The breed's already distinct walk is often amplified into a "big lick" gait for performance competitions, usually by adding heavy platforms to the horse's front shoes.

However, activists argue that such competitions encourage the illegal but all-too-common practice of soring, an inhumane process where horse's feet are cruelly injured. The pain causes them to lift their feet up quickly and emphatically, creating a more dramatic walk.

One common method of soring involves burning horses' feet with toxic chemicals such as diesel, kerosene and mustard oil, then wrapping their legs in plastic wrap and leaving the chemicals to blister the skin.

Wikimedia/U.S. Department of Agriculture

Another method, called pressure shoeing, involves trimming a horse's hoof almost to the quick to cause excruciating pain. Some trainers also hammer nails and tacks into sensitive areas of the horse's hooves.

"The big lick is a pain-induced gait," Clant Seay of the All American Walking Horse Alliance told The News & Observer. "You cannot have a big lick without pain."

Flickr/U.S. Department of Agriculture

Though no one's being charged, the decision to ban the walking horses from the North Carolina State Fair comes after protests at last year's event and an online petition that garnered nearly 20,000 signatures.

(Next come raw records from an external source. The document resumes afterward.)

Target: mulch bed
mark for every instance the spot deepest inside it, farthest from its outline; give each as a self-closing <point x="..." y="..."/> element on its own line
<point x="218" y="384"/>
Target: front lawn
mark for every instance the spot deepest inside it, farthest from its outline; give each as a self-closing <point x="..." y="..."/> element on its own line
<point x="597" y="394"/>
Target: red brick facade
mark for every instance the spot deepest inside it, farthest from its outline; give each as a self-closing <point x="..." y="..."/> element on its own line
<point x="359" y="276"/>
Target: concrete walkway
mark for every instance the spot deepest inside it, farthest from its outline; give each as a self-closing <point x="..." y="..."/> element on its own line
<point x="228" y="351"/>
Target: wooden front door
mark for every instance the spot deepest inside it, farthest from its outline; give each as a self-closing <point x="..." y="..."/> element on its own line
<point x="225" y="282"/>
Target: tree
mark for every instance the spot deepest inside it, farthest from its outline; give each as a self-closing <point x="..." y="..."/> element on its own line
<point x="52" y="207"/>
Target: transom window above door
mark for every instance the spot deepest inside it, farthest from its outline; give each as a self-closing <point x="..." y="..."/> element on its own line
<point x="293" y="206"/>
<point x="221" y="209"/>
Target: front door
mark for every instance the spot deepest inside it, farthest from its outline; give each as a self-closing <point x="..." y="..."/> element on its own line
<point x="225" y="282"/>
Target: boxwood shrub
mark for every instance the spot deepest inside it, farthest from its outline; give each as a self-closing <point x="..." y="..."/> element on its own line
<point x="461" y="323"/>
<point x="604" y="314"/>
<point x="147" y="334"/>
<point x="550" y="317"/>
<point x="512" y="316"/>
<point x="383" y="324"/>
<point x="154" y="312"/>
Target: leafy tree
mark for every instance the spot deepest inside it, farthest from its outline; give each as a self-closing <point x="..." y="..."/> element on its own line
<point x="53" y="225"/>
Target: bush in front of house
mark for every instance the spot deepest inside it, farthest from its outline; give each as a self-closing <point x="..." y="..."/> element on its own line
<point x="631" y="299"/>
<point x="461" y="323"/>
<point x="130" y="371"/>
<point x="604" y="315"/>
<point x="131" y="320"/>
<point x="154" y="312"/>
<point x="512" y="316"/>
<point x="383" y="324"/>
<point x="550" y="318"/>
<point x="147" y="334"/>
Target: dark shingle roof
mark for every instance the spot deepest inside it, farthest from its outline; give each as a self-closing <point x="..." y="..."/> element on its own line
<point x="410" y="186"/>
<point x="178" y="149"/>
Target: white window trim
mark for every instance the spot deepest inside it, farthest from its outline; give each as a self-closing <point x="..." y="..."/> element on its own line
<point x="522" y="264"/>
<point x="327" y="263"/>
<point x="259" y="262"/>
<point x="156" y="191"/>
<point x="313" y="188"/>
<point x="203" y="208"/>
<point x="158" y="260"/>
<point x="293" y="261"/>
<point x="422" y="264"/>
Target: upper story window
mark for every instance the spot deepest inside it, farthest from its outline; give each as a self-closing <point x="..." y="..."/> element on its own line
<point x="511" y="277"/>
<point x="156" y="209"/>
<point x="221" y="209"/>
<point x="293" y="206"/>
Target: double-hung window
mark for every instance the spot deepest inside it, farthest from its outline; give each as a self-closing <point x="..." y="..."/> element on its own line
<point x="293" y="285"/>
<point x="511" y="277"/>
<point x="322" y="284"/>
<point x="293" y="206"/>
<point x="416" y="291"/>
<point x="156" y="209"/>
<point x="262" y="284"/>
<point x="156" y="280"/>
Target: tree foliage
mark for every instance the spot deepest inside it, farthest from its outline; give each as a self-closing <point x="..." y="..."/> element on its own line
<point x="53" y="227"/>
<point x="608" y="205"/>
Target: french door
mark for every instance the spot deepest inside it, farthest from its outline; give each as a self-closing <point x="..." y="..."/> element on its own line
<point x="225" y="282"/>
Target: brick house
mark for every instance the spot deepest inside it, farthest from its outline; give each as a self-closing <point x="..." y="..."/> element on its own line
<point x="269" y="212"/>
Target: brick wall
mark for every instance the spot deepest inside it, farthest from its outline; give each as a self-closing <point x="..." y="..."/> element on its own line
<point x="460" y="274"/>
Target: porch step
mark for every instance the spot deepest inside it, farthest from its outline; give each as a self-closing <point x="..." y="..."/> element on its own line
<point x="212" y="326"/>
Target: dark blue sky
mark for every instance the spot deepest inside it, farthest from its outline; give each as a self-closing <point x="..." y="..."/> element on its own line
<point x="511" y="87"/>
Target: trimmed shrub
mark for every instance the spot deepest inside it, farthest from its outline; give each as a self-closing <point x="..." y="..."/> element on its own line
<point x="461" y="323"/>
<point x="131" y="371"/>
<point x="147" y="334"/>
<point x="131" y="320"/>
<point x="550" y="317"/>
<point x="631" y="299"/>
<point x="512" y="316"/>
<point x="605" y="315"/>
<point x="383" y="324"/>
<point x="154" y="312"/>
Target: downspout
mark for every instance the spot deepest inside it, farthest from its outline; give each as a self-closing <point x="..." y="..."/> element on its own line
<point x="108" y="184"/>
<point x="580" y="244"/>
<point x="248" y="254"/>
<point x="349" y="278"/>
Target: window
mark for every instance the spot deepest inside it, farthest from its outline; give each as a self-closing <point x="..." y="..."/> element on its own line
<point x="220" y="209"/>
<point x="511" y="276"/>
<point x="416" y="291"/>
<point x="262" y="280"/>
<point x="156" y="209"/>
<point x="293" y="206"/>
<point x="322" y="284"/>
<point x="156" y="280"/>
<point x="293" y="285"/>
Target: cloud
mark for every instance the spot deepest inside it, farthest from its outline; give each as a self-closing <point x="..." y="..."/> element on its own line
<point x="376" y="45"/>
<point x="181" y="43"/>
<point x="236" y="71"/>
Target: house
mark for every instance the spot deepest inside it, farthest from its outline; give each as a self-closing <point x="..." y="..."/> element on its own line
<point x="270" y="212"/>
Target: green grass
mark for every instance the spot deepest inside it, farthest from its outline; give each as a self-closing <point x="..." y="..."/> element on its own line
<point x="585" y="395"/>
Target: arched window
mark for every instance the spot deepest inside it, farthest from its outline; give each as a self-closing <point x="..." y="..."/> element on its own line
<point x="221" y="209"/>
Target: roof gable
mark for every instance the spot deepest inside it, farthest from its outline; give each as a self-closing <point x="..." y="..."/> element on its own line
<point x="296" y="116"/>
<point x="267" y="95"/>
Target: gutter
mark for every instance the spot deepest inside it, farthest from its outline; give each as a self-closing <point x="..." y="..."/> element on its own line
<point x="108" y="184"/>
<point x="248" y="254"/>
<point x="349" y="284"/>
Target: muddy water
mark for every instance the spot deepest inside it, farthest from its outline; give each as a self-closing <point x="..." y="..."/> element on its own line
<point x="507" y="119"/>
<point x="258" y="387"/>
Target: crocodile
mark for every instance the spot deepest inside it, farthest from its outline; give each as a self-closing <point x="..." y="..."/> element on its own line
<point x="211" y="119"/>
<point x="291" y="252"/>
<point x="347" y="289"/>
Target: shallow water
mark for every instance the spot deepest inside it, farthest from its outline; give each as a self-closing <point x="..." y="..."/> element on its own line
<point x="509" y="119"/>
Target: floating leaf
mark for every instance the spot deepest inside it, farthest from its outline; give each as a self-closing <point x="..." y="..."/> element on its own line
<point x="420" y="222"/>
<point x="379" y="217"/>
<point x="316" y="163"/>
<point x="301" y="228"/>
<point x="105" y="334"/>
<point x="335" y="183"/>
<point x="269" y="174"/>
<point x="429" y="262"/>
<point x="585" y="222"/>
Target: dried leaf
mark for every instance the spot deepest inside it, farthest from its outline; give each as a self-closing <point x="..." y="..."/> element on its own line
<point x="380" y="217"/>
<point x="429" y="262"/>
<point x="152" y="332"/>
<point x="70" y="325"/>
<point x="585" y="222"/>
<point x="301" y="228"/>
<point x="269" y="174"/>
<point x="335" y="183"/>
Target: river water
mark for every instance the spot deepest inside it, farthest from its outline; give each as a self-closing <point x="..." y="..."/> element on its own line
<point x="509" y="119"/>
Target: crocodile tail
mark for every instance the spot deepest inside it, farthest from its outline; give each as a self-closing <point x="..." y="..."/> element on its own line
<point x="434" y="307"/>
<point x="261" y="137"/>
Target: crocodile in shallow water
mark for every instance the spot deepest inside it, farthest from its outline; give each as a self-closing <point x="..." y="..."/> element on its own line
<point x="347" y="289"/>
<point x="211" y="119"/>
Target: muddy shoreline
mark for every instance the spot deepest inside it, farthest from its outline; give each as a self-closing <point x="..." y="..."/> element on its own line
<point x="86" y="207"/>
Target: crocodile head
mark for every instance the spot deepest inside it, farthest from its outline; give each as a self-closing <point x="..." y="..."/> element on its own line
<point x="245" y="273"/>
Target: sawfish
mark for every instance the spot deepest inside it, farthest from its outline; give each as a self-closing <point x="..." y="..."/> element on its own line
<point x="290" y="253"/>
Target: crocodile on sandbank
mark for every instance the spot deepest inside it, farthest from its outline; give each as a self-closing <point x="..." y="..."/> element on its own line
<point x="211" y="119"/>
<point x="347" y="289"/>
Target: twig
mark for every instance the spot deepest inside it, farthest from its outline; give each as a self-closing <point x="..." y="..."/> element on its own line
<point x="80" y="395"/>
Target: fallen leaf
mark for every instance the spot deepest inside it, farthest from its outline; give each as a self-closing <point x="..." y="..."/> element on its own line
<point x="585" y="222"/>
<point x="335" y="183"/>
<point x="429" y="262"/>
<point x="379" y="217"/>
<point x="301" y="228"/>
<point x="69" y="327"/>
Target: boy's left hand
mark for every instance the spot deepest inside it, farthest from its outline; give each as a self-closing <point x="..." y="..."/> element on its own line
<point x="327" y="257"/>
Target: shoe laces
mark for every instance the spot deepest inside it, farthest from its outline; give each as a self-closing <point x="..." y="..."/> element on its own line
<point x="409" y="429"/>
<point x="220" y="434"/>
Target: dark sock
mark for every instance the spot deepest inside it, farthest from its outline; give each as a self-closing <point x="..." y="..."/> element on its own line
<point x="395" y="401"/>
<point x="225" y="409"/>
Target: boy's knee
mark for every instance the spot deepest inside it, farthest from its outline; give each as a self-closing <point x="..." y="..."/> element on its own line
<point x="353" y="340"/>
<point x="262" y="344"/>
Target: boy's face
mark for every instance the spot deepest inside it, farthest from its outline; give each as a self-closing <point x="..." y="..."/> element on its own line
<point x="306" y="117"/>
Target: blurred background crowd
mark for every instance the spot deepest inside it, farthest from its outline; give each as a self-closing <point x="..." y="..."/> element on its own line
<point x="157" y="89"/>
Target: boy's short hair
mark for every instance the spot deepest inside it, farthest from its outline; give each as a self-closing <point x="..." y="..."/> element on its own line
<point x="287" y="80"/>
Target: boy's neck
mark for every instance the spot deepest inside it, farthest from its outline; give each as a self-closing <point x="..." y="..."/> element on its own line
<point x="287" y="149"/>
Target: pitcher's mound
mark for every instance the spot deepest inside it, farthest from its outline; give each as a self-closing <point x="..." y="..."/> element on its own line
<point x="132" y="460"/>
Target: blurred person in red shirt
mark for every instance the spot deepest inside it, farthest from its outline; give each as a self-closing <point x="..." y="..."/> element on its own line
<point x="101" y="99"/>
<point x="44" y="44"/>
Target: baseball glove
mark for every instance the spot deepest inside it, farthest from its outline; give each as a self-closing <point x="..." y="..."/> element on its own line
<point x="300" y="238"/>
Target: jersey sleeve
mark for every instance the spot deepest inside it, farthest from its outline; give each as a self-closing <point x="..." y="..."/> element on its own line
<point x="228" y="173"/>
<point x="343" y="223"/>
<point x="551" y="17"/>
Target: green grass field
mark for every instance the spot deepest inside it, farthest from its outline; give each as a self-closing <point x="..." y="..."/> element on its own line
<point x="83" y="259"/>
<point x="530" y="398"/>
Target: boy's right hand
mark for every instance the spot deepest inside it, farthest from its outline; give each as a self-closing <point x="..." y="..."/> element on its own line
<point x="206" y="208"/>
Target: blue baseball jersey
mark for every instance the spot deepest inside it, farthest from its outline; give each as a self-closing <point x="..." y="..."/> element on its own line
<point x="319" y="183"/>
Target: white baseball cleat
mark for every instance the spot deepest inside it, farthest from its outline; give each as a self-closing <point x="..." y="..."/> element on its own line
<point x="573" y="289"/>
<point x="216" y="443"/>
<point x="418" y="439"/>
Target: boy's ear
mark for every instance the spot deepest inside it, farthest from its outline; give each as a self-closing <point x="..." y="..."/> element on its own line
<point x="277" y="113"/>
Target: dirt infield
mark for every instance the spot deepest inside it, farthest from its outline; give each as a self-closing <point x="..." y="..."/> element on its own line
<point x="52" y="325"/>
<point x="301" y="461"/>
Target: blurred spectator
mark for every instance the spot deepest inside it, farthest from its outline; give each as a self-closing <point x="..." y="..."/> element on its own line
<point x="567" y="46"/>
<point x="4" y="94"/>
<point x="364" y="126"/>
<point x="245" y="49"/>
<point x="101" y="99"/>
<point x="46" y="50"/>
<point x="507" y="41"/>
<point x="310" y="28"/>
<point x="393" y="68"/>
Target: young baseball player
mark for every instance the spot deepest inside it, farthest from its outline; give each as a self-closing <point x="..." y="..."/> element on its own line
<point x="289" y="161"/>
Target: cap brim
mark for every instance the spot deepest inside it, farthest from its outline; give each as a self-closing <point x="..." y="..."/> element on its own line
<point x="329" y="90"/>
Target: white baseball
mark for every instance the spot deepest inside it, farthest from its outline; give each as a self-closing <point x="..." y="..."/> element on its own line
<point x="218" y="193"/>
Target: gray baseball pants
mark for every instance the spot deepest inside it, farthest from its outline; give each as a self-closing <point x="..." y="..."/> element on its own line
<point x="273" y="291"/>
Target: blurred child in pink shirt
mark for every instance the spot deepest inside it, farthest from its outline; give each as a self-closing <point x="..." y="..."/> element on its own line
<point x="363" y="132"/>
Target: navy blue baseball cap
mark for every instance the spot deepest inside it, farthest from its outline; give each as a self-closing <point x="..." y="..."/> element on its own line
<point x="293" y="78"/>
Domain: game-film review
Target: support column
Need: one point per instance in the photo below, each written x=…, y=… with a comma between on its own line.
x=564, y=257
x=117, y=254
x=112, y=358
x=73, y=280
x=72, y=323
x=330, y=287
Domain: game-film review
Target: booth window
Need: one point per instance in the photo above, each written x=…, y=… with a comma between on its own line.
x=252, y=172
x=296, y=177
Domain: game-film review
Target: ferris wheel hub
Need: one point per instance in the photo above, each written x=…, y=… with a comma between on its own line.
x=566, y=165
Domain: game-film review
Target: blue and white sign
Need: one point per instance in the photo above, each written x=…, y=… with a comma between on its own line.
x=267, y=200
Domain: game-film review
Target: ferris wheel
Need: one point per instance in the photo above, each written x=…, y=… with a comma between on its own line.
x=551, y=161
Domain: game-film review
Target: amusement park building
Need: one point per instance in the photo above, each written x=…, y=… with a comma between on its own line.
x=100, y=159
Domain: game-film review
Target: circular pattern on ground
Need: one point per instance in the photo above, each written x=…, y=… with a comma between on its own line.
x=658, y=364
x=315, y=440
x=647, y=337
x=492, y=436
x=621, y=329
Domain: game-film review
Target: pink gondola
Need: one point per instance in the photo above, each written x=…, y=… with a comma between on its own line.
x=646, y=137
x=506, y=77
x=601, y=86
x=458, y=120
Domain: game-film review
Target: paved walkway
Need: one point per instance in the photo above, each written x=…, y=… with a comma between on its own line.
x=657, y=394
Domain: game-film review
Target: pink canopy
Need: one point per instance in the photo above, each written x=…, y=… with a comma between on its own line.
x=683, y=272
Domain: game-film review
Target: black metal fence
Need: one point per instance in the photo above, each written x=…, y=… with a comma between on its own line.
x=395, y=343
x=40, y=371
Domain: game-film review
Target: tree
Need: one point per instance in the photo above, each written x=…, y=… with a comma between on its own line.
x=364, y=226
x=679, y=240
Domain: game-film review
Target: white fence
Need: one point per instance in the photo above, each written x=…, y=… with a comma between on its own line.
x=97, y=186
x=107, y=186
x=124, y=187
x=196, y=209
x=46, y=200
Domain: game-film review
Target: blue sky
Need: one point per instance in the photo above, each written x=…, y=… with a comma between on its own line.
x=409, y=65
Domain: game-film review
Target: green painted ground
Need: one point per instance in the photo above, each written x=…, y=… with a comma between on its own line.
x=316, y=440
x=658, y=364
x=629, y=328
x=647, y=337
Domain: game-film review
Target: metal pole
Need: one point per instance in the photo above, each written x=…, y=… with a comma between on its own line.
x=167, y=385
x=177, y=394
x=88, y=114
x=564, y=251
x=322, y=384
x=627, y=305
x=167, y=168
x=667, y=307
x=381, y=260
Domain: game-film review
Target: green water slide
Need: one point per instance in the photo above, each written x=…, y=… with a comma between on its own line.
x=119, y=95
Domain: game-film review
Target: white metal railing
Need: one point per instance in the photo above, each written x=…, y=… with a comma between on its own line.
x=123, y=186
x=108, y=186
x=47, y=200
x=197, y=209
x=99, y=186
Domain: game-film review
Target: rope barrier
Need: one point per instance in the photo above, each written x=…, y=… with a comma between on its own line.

Soring was banned under the U.S. Horse Protection Act of 1970, but the practice is still quite common because it gives an advantage in gait competitions. Many judges still use criteria that favors sored horses, and trainers are often skilled at hiding soring from show-mandated veterinary inspectors.

According to the American Veterinary Medical Association, some trainers may apply numbing agents to horses' feet so they don't flinch when they're handled by vets, and some even beat horses during staged practice sessions so the animals learn that flinching will only lead to worse pain.

A bipartisan group of congressmen and horse enthusiasts have rallied around the Prevent All Soring Tactics Act, which would increase USDA oversight, increase penalties and ban the use of devices associated with soring. The bill should be reintroduced this year.